The Saint and the Hapsburg Necklace
- First edition
- Author: Christopher Short, based on characters by Leslie Charteris
- Language: English
- Series: The Saint
- Genre: Mystery novel
- Publisher: The Crime Club
- Publication date: 1976
- Publication place: United Kingdom
- Media type: Print (Hardback & Paperback)
- Pages: 186 pp
- ISBN: 0-385-11226-2
- OCLC: 1859650
- Dewey Decimal: 823/.9/12
- LC Class: PZ3.C3855 Le3 PR6005.H348
- Preceded by: Catch the Saint
- Followed by: Send for the Saint

= The Saint and the Hapsburg Necklace =

1976 novel by Leslie Charteris

The Saint and the Hapsburg Necklace is the title of a 1976 mystery novel featuring the character of Simon Templar, alias "The Saint". The novel is written by Christopher Short, but per the custom at this time, the author credit on the cover goes to Leslie Charteris, who created the Saint in 1928, and who served in an editorial capacity.

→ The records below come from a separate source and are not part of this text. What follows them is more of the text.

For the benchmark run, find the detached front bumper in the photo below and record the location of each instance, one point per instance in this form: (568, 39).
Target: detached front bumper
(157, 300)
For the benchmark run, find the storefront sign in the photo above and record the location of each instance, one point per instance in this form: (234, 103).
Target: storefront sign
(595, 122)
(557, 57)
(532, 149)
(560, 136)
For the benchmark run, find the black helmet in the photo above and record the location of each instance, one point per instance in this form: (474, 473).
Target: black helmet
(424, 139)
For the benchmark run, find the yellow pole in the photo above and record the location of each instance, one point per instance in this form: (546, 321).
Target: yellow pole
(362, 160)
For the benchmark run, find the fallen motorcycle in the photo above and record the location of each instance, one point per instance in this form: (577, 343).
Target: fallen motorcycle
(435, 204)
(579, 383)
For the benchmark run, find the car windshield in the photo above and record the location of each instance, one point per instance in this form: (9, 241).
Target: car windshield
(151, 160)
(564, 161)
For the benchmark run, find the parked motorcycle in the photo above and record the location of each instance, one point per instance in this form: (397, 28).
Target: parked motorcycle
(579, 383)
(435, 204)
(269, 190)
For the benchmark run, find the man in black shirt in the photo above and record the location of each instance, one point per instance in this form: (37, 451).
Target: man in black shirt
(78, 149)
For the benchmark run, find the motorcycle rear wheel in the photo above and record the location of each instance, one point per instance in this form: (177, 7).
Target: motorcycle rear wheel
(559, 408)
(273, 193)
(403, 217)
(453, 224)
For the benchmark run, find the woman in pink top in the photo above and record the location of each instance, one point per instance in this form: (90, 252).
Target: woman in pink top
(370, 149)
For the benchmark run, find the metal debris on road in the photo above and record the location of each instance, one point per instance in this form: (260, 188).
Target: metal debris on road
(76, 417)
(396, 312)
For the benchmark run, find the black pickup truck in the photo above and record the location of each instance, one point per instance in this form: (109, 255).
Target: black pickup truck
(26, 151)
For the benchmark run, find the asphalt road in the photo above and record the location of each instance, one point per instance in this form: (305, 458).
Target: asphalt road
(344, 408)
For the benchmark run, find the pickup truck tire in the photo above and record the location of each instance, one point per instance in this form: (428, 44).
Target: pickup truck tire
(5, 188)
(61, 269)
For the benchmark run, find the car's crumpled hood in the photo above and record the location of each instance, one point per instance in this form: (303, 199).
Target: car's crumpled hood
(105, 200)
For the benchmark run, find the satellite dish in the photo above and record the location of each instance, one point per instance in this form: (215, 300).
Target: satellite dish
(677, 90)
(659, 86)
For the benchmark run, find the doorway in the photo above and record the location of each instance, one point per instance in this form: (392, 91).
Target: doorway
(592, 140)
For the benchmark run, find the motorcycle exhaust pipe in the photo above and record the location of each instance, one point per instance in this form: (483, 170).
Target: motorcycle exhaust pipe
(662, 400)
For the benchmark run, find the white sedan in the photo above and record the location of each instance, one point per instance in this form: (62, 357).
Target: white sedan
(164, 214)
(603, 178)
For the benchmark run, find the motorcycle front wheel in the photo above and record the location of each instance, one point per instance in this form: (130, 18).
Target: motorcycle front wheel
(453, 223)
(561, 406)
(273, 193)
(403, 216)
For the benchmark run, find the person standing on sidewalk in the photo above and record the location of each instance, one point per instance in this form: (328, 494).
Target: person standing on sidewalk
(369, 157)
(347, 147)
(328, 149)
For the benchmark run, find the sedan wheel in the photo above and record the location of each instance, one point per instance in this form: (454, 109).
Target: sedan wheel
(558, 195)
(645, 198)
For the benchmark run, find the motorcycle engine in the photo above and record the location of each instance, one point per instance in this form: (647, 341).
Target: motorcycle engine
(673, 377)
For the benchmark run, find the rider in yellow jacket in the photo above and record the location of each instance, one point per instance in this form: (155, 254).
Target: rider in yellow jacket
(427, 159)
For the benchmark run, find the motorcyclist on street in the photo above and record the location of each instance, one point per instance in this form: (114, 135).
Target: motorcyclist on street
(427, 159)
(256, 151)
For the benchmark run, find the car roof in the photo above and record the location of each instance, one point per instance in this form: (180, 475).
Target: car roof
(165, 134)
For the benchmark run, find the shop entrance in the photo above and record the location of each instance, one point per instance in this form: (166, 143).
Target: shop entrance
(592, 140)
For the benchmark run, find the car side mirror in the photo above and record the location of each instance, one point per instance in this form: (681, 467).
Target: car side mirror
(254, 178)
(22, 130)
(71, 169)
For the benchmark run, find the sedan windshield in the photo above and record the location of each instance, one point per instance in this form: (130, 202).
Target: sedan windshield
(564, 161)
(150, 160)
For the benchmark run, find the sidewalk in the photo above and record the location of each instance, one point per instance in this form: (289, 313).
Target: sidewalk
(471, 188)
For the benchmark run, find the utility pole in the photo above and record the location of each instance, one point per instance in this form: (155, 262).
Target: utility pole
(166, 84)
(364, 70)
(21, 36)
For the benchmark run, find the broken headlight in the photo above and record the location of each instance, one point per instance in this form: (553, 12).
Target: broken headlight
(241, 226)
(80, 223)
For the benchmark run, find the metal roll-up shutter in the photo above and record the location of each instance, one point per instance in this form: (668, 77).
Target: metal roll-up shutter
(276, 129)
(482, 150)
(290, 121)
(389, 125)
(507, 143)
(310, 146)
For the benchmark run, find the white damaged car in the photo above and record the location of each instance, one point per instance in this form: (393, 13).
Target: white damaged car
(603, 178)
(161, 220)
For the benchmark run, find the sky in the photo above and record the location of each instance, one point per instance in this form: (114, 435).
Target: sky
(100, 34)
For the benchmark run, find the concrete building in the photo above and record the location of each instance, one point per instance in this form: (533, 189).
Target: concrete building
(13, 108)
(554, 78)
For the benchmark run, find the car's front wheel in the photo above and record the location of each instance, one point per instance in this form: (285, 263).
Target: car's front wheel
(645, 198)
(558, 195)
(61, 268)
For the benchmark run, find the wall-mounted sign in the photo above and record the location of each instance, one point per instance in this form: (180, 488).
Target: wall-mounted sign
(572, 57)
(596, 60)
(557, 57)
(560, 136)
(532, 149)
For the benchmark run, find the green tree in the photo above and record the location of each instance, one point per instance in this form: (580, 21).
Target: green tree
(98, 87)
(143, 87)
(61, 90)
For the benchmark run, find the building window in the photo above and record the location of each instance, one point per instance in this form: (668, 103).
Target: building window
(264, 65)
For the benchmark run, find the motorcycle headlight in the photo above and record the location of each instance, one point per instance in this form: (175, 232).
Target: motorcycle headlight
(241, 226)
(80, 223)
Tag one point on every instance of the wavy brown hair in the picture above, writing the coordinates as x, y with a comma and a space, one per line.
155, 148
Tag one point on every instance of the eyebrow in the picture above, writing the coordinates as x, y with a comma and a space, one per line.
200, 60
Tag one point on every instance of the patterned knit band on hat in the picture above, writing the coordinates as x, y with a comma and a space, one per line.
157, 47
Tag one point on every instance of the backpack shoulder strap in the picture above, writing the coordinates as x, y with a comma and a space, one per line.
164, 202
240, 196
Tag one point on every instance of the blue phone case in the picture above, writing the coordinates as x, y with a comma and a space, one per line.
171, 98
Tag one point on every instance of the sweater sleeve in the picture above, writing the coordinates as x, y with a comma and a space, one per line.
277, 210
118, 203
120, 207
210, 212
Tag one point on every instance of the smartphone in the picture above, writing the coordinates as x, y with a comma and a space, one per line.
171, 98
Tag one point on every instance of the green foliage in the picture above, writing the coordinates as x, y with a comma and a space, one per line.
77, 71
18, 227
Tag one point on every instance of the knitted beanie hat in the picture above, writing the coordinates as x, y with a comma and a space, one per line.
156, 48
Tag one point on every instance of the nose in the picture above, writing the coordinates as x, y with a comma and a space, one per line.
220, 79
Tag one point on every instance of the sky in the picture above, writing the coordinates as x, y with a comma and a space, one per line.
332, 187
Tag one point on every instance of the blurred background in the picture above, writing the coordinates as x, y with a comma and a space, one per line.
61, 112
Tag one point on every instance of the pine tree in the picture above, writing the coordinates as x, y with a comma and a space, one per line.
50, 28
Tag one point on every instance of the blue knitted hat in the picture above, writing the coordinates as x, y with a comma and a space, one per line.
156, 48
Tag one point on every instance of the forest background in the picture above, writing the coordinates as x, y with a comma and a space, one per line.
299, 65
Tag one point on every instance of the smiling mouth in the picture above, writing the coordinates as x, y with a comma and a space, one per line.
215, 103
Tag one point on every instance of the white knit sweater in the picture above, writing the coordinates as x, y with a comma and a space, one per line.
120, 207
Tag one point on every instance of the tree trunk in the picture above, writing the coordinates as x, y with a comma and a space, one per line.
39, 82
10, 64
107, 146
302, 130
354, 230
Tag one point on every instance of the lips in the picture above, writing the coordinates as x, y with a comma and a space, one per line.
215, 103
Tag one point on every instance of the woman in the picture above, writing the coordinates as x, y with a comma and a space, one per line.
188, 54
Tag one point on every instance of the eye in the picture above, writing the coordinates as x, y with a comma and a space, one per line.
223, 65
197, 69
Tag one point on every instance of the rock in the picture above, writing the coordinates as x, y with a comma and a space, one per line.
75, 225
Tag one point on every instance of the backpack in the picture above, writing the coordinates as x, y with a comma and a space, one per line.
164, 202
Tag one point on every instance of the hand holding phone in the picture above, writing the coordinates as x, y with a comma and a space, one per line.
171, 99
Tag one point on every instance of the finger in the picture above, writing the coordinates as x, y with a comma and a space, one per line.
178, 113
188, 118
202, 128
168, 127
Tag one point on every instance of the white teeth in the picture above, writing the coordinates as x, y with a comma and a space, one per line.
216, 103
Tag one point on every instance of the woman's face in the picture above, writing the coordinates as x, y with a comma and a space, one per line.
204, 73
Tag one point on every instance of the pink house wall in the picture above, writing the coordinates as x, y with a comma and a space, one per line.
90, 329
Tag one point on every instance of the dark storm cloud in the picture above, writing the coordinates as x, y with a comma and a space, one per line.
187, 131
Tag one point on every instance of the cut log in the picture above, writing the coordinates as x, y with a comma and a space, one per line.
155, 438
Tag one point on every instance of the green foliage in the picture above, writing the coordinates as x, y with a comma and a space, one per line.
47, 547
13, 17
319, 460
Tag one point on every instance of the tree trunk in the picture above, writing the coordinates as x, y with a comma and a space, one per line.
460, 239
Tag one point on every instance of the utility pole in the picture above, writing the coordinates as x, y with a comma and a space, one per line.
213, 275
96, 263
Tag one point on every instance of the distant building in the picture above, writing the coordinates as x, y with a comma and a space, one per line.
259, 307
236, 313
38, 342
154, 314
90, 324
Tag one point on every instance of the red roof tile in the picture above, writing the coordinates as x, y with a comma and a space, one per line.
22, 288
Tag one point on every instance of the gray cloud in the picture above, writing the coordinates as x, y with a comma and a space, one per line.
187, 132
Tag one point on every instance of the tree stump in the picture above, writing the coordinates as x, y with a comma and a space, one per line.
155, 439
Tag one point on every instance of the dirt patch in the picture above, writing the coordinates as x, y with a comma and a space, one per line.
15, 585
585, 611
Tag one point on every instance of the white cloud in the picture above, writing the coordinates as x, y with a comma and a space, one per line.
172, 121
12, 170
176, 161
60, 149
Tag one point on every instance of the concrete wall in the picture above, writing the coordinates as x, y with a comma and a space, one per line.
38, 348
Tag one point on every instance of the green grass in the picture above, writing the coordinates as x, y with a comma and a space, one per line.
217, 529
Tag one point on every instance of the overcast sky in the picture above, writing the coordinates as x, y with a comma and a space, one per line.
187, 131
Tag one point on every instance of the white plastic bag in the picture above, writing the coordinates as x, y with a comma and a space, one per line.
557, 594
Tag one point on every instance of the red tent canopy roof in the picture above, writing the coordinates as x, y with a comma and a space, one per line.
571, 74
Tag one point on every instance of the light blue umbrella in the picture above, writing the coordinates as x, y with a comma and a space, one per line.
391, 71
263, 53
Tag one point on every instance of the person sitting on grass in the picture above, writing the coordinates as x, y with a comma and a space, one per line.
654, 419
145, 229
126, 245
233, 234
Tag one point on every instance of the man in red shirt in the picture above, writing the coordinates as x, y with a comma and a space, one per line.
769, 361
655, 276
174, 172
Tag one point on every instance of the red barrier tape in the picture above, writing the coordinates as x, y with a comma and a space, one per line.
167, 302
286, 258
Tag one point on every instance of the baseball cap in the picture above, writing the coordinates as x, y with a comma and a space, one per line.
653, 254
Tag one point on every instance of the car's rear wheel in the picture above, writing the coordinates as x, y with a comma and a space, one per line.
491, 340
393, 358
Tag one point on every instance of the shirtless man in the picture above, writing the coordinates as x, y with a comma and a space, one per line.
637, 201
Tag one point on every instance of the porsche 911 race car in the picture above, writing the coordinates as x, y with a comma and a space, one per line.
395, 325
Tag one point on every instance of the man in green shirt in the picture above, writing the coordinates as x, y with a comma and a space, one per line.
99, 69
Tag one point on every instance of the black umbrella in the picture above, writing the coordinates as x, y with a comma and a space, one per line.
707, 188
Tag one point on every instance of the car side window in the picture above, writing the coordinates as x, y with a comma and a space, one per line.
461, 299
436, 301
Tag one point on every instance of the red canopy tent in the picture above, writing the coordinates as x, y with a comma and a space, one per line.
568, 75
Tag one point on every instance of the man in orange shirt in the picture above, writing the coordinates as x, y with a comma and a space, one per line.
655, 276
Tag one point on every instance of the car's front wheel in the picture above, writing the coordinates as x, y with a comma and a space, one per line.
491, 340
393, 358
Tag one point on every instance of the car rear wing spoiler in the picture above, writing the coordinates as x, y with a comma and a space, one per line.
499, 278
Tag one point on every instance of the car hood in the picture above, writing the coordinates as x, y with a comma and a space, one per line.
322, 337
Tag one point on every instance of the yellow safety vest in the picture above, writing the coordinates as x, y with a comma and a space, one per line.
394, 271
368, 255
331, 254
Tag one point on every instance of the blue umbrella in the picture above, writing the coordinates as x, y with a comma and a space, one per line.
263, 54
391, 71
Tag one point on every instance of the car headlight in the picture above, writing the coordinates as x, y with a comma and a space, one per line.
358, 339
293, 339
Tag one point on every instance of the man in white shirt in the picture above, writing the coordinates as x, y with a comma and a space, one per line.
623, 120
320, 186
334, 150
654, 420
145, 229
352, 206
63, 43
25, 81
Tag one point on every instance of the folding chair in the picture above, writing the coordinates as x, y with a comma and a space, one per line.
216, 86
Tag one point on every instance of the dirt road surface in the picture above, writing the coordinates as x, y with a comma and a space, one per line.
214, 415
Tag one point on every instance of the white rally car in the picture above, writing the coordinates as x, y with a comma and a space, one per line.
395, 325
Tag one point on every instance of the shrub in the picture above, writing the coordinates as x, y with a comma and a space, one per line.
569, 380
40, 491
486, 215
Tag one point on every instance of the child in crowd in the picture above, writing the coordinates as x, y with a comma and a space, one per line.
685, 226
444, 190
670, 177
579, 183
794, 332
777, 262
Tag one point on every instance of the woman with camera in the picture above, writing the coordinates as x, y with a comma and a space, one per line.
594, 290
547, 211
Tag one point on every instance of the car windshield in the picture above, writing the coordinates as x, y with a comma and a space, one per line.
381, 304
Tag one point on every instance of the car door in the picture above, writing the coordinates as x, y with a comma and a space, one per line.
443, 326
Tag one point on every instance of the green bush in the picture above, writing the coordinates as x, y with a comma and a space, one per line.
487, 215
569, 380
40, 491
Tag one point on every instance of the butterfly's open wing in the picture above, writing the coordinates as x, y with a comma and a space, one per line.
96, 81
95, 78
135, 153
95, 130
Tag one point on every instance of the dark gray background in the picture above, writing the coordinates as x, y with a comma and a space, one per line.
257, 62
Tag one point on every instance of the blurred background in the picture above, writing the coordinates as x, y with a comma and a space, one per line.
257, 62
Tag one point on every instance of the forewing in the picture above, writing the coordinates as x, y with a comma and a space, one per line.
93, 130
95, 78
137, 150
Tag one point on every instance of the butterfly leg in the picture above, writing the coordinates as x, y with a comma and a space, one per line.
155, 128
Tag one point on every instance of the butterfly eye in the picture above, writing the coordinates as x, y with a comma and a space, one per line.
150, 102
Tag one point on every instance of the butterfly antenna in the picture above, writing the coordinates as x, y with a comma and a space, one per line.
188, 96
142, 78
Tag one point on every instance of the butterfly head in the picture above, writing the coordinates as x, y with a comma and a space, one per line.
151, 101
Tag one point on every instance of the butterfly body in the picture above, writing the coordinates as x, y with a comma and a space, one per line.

The book was first published in the United States by The Crime Club, and was followed thereafter by a United Kingdom edition from Hodder and Stoughton. A later paperback edition by Coronet Books was a tie-in with the then-current Return of the Saint television series.

Although the usual German spelling of the name is Habsburg, all editions of this book use the older English "Hapsburg" spelling, still in vogue when the book was written.

==Plot summary==
On the eve of World War II the redoubtable Simon Templar (better known as THE SAINT) finds himself in the imperial city of Vienna, his attentions divided between a very sensuous countess and some legendary diamonds — both of which he is trying to keep out of Nazi hands.

Since the days of the Holy Roman Empire, the legendary Hapsburg Necklace has been guarded by members of the Austrian nobility. But never before has it had so beautiful a protector as one Francesca, the Countess Malffy (also known as Frankie). And never before has it been so in danger of being stolen.

For its hiding place, the Malffy ancestral manor, has recently been occupied by a new tenant — the Gestapo.

And as THE SAINT and Frankie plan a mission to retrieve the necklace, it becomes increasingly apparent that the Germans are not their only adversaries. Also vying for the crown jewels is a most unpredictable eccentric who is every bit a match for Simon Templar.